The European Human Rights Convention of 1950 was Western Europe’s reaction to the kind of abuse, inhuman and degrading treatment that European Jews and some other groups suffered under Hitler’s ethnic cleansing. So anything that savours of similar treatment will immediately revive memories of that dreaded era in Europe’s history. If it does not, propagandists will make sure that Europe is reminded of it.

Moreover this forcible movement of Tamils from Colombo happened while Japanese special envoy Yasushi Akashi was in the country. Even if it escaped his attention the Japanese embassy and others would have enlightened him. This is what makes it so difficult to understand the action of the police. One does not, of course, expect the police to appreciate global happenings or timetables. That is why there are advisers, and a plethora of them from what one hears. Were those of them who are supposed to keep their eyes open and advise the president unaware the police were going to move and what was happening in the world outside?

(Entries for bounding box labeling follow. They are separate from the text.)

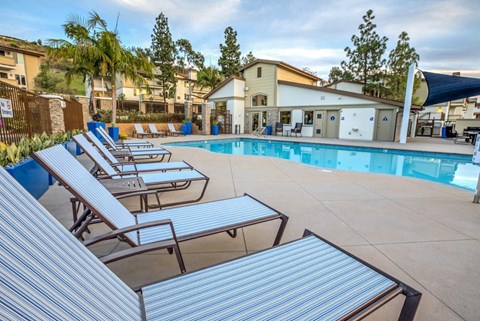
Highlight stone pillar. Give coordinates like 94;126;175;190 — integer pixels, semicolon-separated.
202;103;212;135
48;99;65;133
75;96;92;130
185;100;193;120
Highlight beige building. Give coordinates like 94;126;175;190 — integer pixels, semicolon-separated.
0;36;45;90
85;69;210;117
205;59;421;141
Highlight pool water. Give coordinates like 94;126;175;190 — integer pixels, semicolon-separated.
165;138;480;191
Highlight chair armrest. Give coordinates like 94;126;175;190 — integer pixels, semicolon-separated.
83;219;175;246
99;239;177;264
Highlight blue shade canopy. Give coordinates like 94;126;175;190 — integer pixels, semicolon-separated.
422;71;480;106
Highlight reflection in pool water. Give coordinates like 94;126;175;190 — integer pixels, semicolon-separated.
167;138;480;191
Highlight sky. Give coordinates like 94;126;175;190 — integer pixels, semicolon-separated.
0;0;480;79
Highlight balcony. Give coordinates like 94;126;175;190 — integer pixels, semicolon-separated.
0;56;17;70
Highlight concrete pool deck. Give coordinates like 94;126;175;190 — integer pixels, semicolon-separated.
40;135;480;321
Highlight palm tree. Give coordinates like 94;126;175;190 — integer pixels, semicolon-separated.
49;11;153;122
94;30;153;122
47;12;106;113
197;66;223;89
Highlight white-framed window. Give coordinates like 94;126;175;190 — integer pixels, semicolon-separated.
280;111;292;125
303;110;313;125
252;94;267;106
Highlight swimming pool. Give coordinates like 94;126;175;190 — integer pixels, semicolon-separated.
165;138;480;191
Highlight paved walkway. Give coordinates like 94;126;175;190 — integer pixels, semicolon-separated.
41;136;480;321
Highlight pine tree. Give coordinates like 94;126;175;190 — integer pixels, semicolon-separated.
341;10;388;96
151;13;177;107
387;31;420;101
242;51;257;67
218;27;241;78
175;39;205;73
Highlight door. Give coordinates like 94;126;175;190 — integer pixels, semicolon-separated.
250;111;267;133
325;110;340;138
376;109;395;142
313;110;324;137
250;112;260;133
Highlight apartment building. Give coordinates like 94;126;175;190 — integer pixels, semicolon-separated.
0;36;45;90
85;69;210;113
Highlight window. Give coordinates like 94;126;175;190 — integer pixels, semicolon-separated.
280;111;292;125
252;94;267;106
303;111;313;125
15;75;27;86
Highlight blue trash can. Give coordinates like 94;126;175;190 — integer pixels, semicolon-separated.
266;126;272;135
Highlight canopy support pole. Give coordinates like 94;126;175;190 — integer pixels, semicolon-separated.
400;64;415;144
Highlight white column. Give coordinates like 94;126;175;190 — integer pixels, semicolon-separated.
400;64;415;144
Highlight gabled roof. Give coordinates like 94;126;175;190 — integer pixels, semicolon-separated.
278;80;423;110
203;76;245;99
324;79;363;87
240;59;322;81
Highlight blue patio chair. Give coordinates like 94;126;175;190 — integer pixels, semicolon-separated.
97;127;153;148
32;145;210;207
90;131;172;161
0;168;421;321
290;123;303;137
72;134;193;173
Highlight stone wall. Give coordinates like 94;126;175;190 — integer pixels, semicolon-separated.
75;96;92;130
48;99;65;133
202;104;212;135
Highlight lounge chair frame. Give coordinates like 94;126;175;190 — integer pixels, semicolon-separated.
32;146;210;209
148;124;167;137
0;168;421;321
97;126;153;148
91;128;172;161
290;123;303;137
133;124;153;138
167;123;185;136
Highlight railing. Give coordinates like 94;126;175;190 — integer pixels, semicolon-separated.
253;126;267;137
63;99;84;131
0;81;52;143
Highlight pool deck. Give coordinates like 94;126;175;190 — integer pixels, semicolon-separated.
40;135;480;321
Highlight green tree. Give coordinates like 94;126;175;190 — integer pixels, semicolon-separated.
197;66;222;89
328;67;353;83
387;31;420;101
341;10;388;95
34;64;62;94
46;12;106;113
218;27;242;78
150;13;177;106
175;39;205;73
242;51;257;67
98;29;153;122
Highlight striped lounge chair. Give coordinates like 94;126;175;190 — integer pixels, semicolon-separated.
32;145;210;207
72;134;193;173
148;124;167;137
133;124;152;137
97;127;153;148
90;132;172;161
33;145;288;267
0;168;421;321
167;123;185;136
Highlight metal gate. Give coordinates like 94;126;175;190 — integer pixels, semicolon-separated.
63;99;84;131
0;81;52;143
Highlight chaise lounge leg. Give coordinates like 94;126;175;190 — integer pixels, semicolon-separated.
273;215;288;246
225;229;237;239
398;286;422;321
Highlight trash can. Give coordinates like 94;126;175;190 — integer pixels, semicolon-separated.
266;126;272;135
442;127;447;138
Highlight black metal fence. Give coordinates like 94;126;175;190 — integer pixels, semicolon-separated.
0;81;52;143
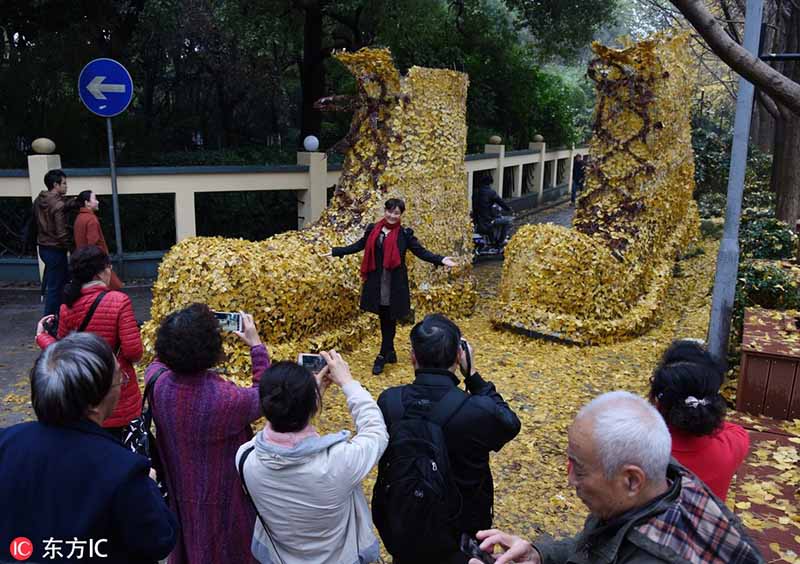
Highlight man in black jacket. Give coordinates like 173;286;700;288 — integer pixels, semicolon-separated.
373;314;520;564
472;176;514;246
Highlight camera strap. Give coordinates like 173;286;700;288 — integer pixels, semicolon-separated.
461;341;472;378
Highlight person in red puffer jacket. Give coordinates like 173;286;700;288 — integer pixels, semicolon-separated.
650;339;750;501
36;245;143;453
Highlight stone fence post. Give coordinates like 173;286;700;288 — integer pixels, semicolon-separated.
483;144;506;198
528;135;547;206
297;151;328;229
28;147;61;281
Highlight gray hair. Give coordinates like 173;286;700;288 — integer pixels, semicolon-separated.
31;333;115;425
575;391;672;480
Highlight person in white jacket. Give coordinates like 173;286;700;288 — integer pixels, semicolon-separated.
236;350;389;564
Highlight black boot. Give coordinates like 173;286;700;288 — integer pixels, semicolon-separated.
372;354;386;376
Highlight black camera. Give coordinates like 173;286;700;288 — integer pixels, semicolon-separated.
461;532;495;564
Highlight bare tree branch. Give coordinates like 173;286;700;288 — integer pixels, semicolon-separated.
670;0;800;115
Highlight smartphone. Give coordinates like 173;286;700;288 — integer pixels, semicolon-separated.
461;533;496;564
214;311;242;333
297;353;326;374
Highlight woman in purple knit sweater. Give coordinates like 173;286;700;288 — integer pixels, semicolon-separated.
146;304;270;564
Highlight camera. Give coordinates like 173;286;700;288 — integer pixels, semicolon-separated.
297;353;327;374
214;311;242;333
461;533;495;564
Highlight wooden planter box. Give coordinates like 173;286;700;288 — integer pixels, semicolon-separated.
736;308;800;419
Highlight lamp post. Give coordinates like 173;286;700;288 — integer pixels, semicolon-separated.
708;0;763;365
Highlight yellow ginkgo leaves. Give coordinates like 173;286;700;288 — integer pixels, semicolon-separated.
144;49;476;383
494;34;699;343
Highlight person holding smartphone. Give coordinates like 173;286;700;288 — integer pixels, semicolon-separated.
236;350;389;564
145;304;270;564
324;198;456;375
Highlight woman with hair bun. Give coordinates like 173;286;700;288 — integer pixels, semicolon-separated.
650;340;750;500
73;190;123;290
236;351;389;564
36;245;144;448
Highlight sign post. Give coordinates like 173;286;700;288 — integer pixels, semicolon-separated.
78;59;133;277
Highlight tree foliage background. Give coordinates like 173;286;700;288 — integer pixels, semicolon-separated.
0;0;614;168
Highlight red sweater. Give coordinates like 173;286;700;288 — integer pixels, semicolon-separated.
670;421;750;501
36;284;143;427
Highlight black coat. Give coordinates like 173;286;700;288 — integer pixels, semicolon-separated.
472;184;513;231
378;368;521;550
0;420;178;564
331;223;444;319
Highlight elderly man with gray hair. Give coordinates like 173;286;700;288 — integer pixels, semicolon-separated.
0;333;178;564
470;391;764;564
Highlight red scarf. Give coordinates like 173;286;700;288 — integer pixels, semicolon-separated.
361;218;400;281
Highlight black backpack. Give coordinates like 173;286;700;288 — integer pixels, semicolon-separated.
372;388;469;560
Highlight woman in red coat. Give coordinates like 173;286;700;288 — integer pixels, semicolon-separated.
36;245;142;451
650;340;750;501
74;190;123;290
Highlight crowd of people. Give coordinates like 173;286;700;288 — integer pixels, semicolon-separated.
26;169;123;315
0;172;763;564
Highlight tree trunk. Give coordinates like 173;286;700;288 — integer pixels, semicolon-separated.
670;0;800;115
298;2;325;147
771;6;800;228
772;111;800;228
750;96;775;153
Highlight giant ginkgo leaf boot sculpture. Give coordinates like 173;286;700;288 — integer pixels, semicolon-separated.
145;49;476;383
493;34;699;344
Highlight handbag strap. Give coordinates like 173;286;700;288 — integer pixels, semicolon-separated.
78;292;108;333
239;445;283;564
142;366;169;414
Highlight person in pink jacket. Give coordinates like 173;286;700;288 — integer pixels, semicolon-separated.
36;245;143;446
650;340;750;501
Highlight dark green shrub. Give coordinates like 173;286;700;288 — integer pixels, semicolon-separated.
739;217;797;259
742;189;775;215
730;260;800;350
697;192;726;218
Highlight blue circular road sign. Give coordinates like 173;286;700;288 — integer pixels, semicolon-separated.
78;59;133;117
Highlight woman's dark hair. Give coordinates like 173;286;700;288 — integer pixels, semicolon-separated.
650;340;726;437
411;313;461;369
156;304;223;374
258;360;322;433
75;190;92;208
64;245;111;307
44;168;67;190
30;333;116;425
383;198;406;213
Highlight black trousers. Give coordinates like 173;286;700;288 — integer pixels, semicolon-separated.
378;306;397;356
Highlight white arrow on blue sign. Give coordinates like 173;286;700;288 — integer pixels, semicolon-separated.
78;59;133;117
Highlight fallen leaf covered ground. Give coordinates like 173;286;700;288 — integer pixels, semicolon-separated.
310;236;800;562
2;232;800;564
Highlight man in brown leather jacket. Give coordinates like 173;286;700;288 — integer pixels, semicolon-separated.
33;169;72;315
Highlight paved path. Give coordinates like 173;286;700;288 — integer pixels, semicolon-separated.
0;287;150;427
0;202;574;427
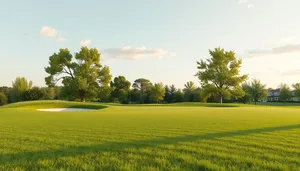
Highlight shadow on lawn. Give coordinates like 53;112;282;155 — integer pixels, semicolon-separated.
0;124;300;165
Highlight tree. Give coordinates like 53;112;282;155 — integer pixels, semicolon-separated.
132;78;152;103
183;81;196;102
24;87;45;101
45;47;111;102
293;83;300;97
0;92;7;106
110;76;131;103
164;85;172;103
279;84;291;102
97;86;112;102
238;82;252;104
174;89;183;102
196;48;248;103
150;83;165;103
248;79;268;104
10;77;32;102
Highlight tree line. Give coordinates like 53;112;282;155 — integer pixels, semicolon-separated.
0;47;300;105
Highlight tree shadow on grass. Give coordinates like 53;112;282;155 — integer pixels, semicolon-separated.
0;124;300;165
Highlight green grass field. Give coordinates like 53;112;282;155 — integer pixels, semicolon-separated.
0;101;300;171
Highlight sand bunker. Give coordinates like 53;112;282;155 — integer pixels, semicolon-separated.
37;108;95;112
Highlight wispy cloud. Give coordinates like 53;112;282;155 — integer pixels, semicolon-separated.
40;26;58;37
246;44;300;57
103;46;175;60
239;0;248;4
80;40;92;46
247;4;254;8
56;37;66;43
238;0;255;9
281;69;300;76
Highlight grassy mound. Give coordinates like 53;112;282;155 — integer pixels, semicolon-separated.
0;105;300;171
1;100;107;109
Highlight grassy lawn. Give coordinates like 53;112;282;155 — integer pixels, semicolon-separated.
0;101;300;170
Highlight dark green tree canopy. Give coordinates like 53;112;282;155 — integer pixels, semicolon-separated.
132;78;152;103
247;79;268;104
196;48;248;103
279;84;292;102
110;76;131;103
45;47;111;101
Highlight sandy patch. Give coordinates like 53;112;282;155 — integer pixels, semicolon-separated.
37;108;95;112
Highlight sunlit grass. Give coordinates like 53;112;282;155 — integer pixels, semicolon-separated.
0;101;300;170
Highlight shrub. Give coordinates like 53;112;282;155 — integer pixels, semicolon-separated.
0;92;7;106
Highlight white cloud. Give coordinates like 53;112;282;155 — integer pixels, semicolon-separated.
103;46;175;60
281;69;300;76
40;26;58;37
246;44;300;57
80;40;92;46
247;4;254;8
56;37;66;43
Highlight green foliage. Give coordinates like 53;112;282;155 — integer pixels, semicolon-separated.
238;82;252;104
150;83;165;103
183;81;196;102
173;89;184;102
110;76;131;104
196;48;248;103
98;86;112;102
0;92;7;106
132;78;152;103
293;83;300;97
10;77;32;102
45;47;111;101
279;84;292;102
248;79;268;104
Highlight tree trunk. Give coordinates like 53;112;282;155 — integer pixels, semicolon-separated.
80;96;85;102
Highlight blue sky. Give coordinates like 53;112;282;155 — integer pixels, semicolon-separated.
0;0;300;88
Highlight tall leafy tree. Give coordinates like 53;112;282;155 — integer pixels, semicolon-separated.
110;76;131;103
164;85;172;103
248;79;268;104
279;84;292;102
132;78;152;103
183;81;196;102
10;77;33;102
238;82;252;104
173;89;183;102
45;47;111;102
150;83;165;103
0;92;7;106
196;48;248;103
293;83;300;97
24;87;45;100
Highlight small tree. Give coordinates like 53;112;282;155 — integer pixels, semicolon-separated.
248;79;268;104
110;76;131;103
183;81;196;102
132;78;152;103
45;47;111;102
24;87;45;100
150;83;165;103
196;48;248;103
174;89;184;102
279;84;292;102
238;82;252;104
0;92;7;106
11;77;32;102
293;83;300;97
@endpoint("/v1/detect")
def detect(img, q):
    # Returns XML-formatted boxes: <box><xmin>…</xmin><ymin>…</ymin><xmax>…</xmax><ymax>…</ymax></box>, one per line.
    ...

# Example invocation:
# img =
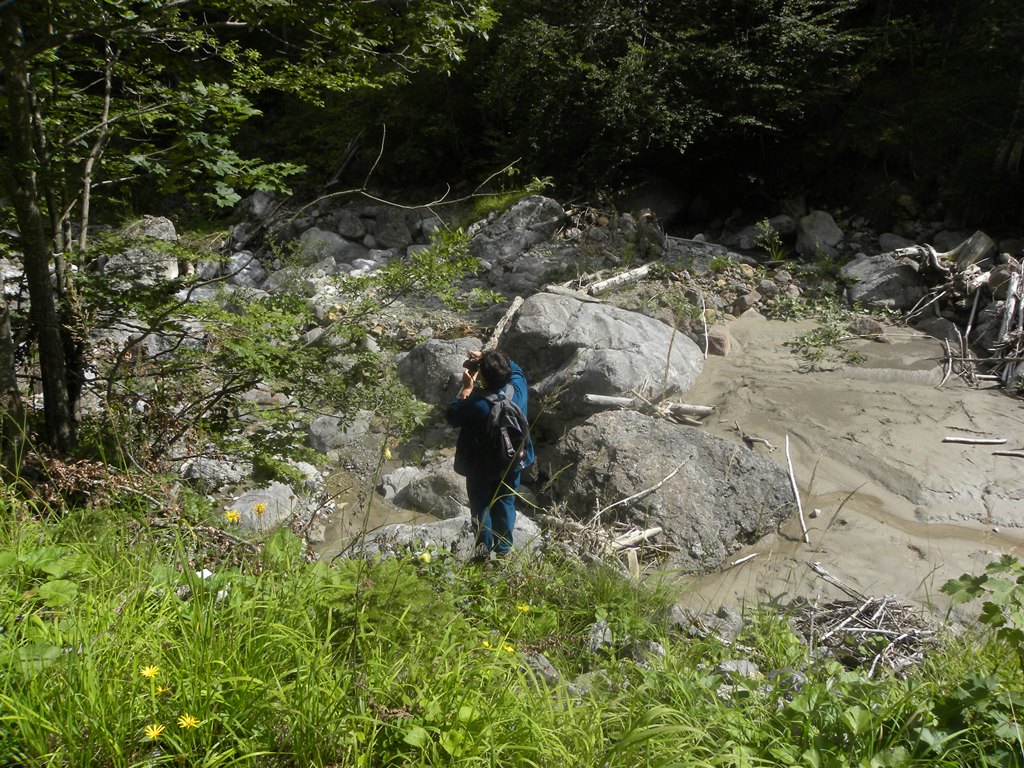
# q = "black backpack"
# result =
<box><xmin>477</xmin><ymin>384</ymin><xmax>529</xmax><ymax>475</ymax></box>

Undoubtedly it will be argued – and one would be hard put to deny it – that there are LTTE cadres who have moved into Colombo and its suburbs or moles planted years earlier awaiting orders to create mayhem among civilians. Admittedly security precautions need to be taken because it is the prime duty of a state to protect its citizens. News reports indicate some 370 men and women were moved out back to the north-east. Is it being suggested that all of them were suspect of belonging to the LTTE or had LTTE connections?

Is it then suggested that the police questioned all of them meticulously and none of them had an explanation that passed muster? A senior Colombo police officer is quoted by Reuters as saying “they have been requested to leave and told they had better get back to their own villages.” That would seem to suggest they were politely asked to leave. But most reports suggest otherwise. Recently I read government spokesmen denying charges of discrimination and telling the world that 54 % of Tamils lived outside LTTE controlled areas and among other ethnic groups, mainly the Sinhala people.

It has also been said in another context that 39% of the population of Colombo are Tamils. But having presented that proudly as evidence of Sinhala-Tamil amity, we are now creating a climate of fear where Tamils who do not wish to live under the LTTE or in the Jaffna peninsula or other conflict zones have virtually nowhere to go but back to the areas they left.

However justified the security services might be in rooting out potential terrorists, it would be difficult to convince the world that there is more to this act than that. Here in the UK, security services are searching for jihadists, foreign or home grown. But they would never dare move large group of Muslims out of London because they cannot explain their presence in the city.